What is emotional agility?
Emotionally agile people are dynamic. They demonsrate flexibility in dealing with our fast-changing, complex world.
They are able to tolerate high levels of stress and endure setbacks while remaining engaged, open and receptive. They understand that life isn’t always easy but they continue to act according to their most cherished values and pursue their biggest long-term goals.
They still experience feelings like anger and sadness but they face these with curiosity, self-compassion and acceptance. And, rather than let these feelings derail them, emotionally agile people effectively turn themselves towards their loftiest ambitions.
Stepping Out: The next element, after facing into thoughts and emotions is detaching from and observing them for what they are – just thoughts, just emotions.
By doing this we create an open, non judgmental space between our feelings and how we respond to them.
We can also identify difficult feelings as we’re experiencing them and find more appropriate ways of reacting.
For instance, you might turn up for your first day at a new job and start telling yourself that you’re a fraud and you’ll get found out because you’re not good enough.
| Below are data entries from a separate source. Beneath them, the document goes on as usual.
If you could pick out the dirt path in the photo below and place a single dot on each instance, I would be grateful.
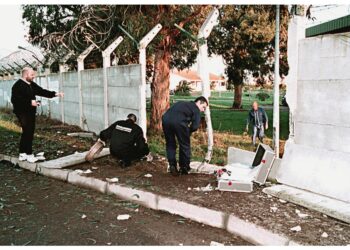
(254, 207)
(36, 210)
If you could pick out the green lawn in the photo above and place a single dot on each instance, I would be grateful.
(225, 119)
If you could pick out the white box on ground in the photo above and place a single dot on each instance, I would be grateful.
(235, 185)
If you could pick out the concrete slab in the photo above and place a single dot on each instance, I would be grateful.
(317, 170)
(70, 160)
(332, 207)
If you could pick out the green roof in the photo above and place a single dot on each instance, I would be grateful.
(338, 25)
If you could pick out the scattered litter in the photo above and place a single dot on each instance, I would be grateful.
(115, 179)
(301, 215)
(79, 171)
(273, 209)
(296, 229)
(123, 217)
(214, 243)
(136, 195)
(204, 189)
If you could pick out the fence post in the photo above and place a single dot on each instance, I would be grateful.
(80, 61)
(62, 69)
(106, 54)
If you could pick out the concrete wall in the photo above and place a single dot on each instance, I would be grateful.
(319, 157)
(123, 95)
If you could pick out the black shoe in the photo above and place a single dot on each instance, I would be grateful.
(173, 170)
(184, 170)
(125, 163)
This will then hold you back from interacting and speaking out because you’re being driven by your negative thoughts.
Instead, acknowledge that this is what you’re feeling but that you’re choosing to get involved and make a contribution to the workplace regardless.
Detached observation keeps our transient mental experiences from controlling us.
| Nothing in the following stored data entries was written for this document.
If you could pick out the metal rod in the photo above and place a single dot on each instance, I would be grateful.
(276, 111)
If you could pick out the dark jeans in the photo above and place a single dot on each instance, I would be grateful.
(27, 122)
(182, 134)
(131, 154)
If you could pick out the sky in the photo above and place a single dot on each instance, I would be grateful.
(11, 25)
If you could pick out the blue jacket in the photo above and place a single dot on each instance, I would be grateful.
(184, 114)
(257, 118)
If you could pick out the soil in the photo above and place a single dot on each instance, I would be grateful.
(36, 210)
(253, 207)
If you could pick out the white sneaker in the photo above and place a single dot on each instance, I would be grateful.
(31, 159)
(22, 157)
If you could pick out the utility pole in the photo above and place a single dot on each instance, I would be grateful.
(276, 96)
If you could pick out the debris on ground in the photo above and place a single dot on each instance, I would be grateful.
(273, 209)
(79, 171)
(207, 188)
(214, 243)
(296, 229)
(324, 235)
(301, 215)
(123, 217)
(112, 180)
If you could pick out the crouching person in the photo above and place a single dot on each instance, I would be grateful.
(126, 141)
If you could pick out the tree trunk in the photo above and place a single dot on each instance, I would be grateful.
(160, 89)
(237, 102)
Harvard scientist, psychologist Susan David has spent more than 20 years studying human emotions
The broader view we gain by stepping out means learning to see yourself as the chessboard, filled with possibilities, rather than as any one piece on the board, confined to certain preordained moves.
Walking Your Why: Your core values provide the compass that keeps you moving in the right direction. Rather than being abstract ideas, these values are the true path to willpower, resilience and effectiveness.
David’s book on emotional agility has been named Amazon’s best read of 2017
Recognising, accepting and then distancing ourselves from the scary, or painful, or disruptive emotional stuff gives us the ability to engage more of the ‘take the long view’ part of us, which integrates thinking and feeling with long term values and aspirations, and can help us find new and better ways of getting there.
We make thousands of decisions every day. Should you go to the gym after work or skip it in favour of happy hour? These are choice points. Your core values provide the compass that keeps you moving in the right direction.
Walking your why is the art of living by your own personal set of values – the beliefs and behaviours you hold dear and give you a sense of meaning and satisfaction. Identifying and acting on the values that are truly you own, not those imposed on you by others or what you think you ‘should’ care about, is the crucial next step of achieving emotional agility.
Moving On: Small deliberate tweaks to your mindset, motivation, and habits – in ways that are infused with your values, can make a powerful difference in your life.
The idea is to find the balance between challenge and competence, so that you’re neither complacent nor overwhelmed. You’re excited, enthusiastic, invigorated.